- Born: 13 October 1935 Hararghe, Italian Ethiopia
- Died: 25 December 2024 (aged 89)
- Education: General Wingate Secondary School, Addis Ababa University College of Addis Ababa (BA in Education) Tata Institute of Social Sciences (MA in Social Service Administration, 1961)
- Occupations: Diplomat, government official
- Known for: President of the Ethiopian Red Cross Society Vice President of the International Federation of Red Cross and Red Crescent Societies for Africa Founding President of the Family Guidance Association of Ethiopia (1965–1983)
- Office: Minister of Labor and Social Affairs Ambassador to the Republic of India Vice Minister of the Interior (correctional institutions)
- Awards: Henry Dunant Medal (International Red Cross Red Crescent Movement)

= Shimelis Adugna =

Ethiopian diplomat and official (1935–2024)

Shimelis Adugna (Amharic: ሽመልስ አዱኛ, 13 October 1935 – 25 December 2024) was an Ethiopian diplomat and official who was the former president of the Ethiopian Red Cross Society.

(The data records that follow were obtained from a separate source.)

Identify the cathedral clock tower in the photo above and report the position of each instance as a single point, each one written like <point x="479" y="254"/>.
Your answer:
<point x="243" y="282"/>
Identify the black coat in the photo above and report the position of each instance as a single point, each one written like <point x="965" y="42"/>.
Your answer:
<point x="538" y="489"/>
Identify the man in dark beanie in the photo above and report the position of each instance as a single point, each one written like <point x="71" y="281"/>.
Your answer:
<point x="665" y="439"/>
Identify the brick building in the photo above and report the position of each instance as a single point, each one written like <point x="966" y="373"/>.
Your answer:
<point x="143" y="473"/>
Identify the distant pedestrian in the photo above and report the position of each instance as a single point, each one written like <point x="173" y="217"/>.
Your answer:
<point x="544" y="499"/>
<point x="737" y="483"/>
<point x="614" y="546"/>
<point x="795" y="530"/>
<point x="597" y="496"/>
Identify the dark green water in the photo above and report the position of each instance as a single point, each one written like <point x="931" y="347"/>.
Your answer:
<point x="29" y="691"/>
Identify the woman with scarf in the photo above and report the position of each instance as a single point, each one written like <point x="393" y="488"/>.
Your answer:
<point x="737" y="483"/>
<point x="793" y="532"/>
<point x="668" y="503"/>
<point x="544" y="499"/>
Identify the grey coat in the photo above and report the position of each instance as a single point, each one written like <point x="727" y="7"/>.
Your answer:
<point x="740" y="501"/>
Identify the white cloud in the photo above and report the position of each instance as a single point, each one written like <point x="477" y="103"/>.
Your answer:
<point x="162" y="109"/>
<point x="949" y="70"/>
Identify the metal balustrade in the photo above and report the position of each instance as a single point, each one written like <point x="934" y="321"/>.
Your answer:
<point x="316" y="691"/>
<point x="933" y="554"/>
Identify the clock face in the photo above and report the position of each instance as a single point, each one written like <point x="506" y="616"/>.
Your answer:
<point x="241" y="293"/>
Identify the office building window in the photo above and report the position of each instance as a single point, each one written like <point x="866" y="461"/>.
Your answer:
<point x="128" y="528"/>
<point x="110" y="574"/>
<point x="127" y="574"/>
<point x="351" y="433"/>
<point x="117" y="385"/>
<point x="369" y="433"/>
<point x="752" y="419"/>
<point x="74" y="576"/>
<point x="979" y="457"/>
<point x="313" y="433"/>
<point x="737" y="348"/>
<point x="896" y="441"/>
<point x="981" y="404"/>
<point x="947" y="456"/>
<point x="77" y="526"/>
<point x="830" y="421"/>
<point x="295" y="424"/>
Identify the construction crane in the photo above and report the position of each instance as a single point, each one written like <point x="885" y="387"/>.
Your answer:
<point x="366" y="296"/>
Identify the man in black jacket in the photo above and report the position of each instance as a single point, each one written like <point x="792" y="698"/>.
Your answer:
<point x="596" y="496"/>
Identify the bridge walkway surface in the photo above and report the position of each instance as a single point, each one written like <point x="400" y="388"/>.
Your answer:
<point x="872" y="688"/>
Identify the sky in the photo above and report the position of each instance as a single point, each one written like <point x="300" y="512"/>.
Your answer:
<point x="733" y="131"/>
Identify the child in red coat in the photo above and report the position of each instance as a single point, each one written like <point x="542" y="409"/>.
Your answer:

He joined primary school in Hararge and attended high school at General Wingate secondary school in Addis Ababa. Eventually, he joined the then University College of Addis Ababa for BA in Education. From 1959-1961, he pursued graduate studies and received an MA in Social Service Administration from the Tata Institute of Social Sciences. He served as the Vice President of the International Federation of Red Cross and Red Crescent Societies for Africa and as national coordinator for Jobs for Africa, an employment generation and poverty reduction program of the International Labour Organization and the United Nations Development Program. He was also the Founding President of the Family Guidance Association of Ethiopia (FGAE) for 18 years, from 1965 to 1983.

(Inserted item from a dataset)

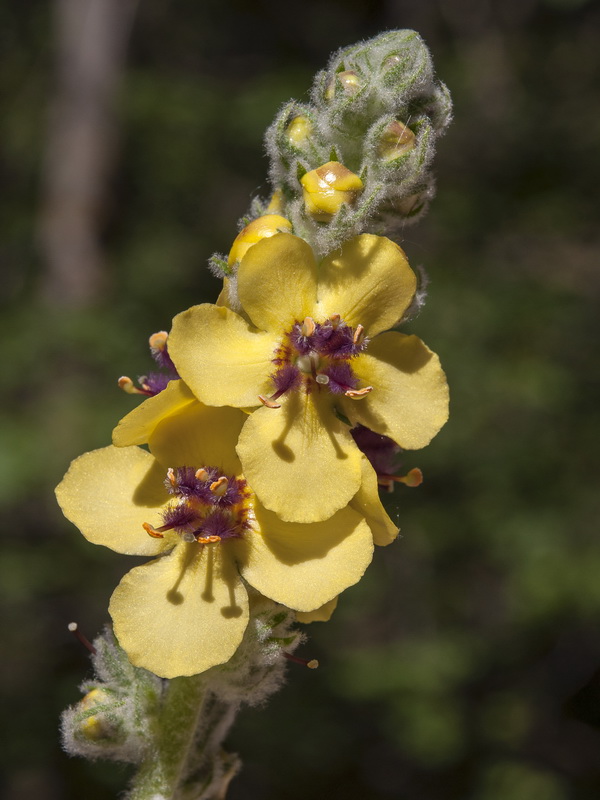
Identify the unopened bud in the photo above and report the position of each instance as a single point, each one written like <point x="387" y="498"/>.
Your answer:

Shimelis also served as Minister of Labor and Social Affairs, ambassador to the Republic of India, Vice Minister of the Interior in charge of correctional institutions, and as an independent consultant and government advisor on issues of famine, demobilized soldiers, and orphans.

==Awards==
Shimelis Adugna was awarded the Henry Dunant Medal for outstanding humanitarian service, the highest award given by the International Red Cross Red Crescent Movement. He received the medal for "his personal commitment, his important contribution to the development of humanitarian activities and his work in promoting the Movement’s Fundamental Principles and ideals." Jimma University also awarded Honorary Doctorate to Shimelis Adugna on the 4th of January 2022 in recognition of outstanding selfless leadership qualities.